Optimist Ventures lance à Asheville un modèle de financement hybride — ni capital-risque traditionnel, ni pure subvention — qui combine une subvention et un instrument de dette indexée aux profits pour soutenir des petites entreprises locales. Le fonds, piloté par le CEO Jeffrey Kaplan et né après l’ouragan Helene, associe 50 000 dollars de capitaux à un programme d’accélération de 14 semaines pour aider des sociétés réalisant entre 150 000 et 2 millions de dollars de chiffre d’affaires.

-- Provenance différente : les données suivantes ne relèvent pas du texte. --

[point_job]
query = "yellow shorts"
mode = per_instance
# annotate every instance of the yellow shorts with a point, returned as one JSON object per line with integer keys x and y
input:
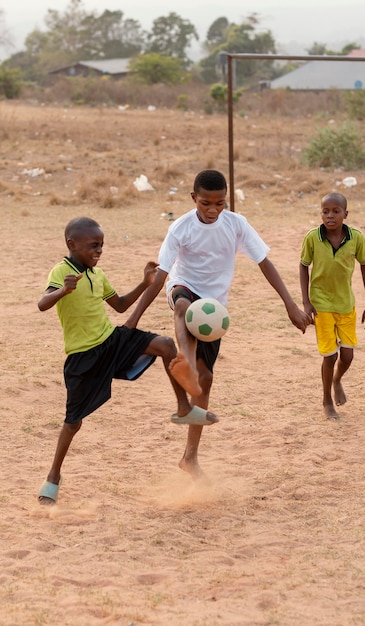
{"x": 335, "y": 331}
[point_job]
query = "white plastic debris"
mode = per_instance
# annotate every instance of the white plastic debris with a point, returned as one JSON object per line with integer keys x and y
{"x": 141, "y": 183}
{"x": 240, "y": 195}
{"x": 349, "y": 181}
{"x": 33, "y": 173}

## Un instrument financier inédit : la SPA Note
Optimist Ventures a structuré son intervention autour de la SPA Note (Shared Profit Agreement). Chaque entreprise sélectionnée reçoit 50 000 dollars, répartis à parts égales entre une subvention et une SPA Note. Le remboursement de la SPA Note s’étend sur six ans et se calcule comme un pourcentage des bénéfices nets, jusqu’à un plafond prédéfini. Selon Kaplan, la plupart des fondateurs remboursent environ 36 000 dollars sur les 50 000 initiaux, et les investisseurs peuvent estimer un rendement proche de 13 %.
## Un accélérateur local couplé au financement
Les bénéficiaires suivent un programme de 14 semaines animé en partenariat avec Venture Asheville. Optimist Ventures cible des “tech-enabled lifestyle businesses” — des marques locales qui intègrent la technologie pour accroître leur efficacité sans viser forcément une sortie de type licorne. Le modèle évite les frais de gestion et le carried interest, une décision volontaire du fonds pour maximiser le retour du capital vers les partenaires limités : “Every dollar stays in town”, souligne Kaplan.
## Premiers résultats concrets pour Asheville
La première cohorte, tenue à l’été 2025, comprenait sept entreprises, dont six dirigées par des femmes. Les retombées sont tangibles : une société a investi la somme dans un équipement de réfrigération pour passer à la vente en gros et approvisionner un restaurant référencé par le guide Michelin ; une autre, Legally Addictive Foods, a obtenu un partenariat avec JetBlue après l’accélérateur. La deuxième cohorte a attiré 60 candidatures pour 13 places, signe d’un intérêt local marqué.
## Une réponse à une faille du capital-risque
Kaplan explique que le modèle répond à un manque : le capital-risque traditionnel mise sur quelques gains exceptionnels pour compenser plusieurs échecs, ce qui laisse de côté des entreprises rentables mais peu susceptibles de générer des sorties colossales. Optimist Ventures cherche “à maximiser les victoires” en finançant des structures viables qui créent des emplois et renforcent l’économie locale.
## Impact sociétal et ambition régionale
Outre la croissance économique, le programme intègre un volet civique : du bénévolat pendant l’accélération pour pousser les fondateurs au-delà de leur rôle d’entrepreneur et les préparer à devenir des acteurs communautaires. Kaplan voit dans Optimist Ventures un levier pour former “la prochaine génération de philanthropes, de leaders civiques et d’élus” de la région. Il espère qu’à l’horizon 2030, Asheville sera reconnue non seulement pour ses espaces extérieurs et sa vie artistique, mais aussi pour des “expériences tech-enabled” marquantes.
Optimist Ventures considère que son approche n’est pas limitée aux petits marchés : Kaplan évoque des villes comme Atlanta ou Charlotte où existent aussi des « zones intermédiaires » d’entreprises trop petites pour le capital-risque, trop risquées ou trop jeunes pour les banques. Le fonds propose ainsi un modèle hybride qui vise à remplir ce créneau tout en gardant un ancrage local fort.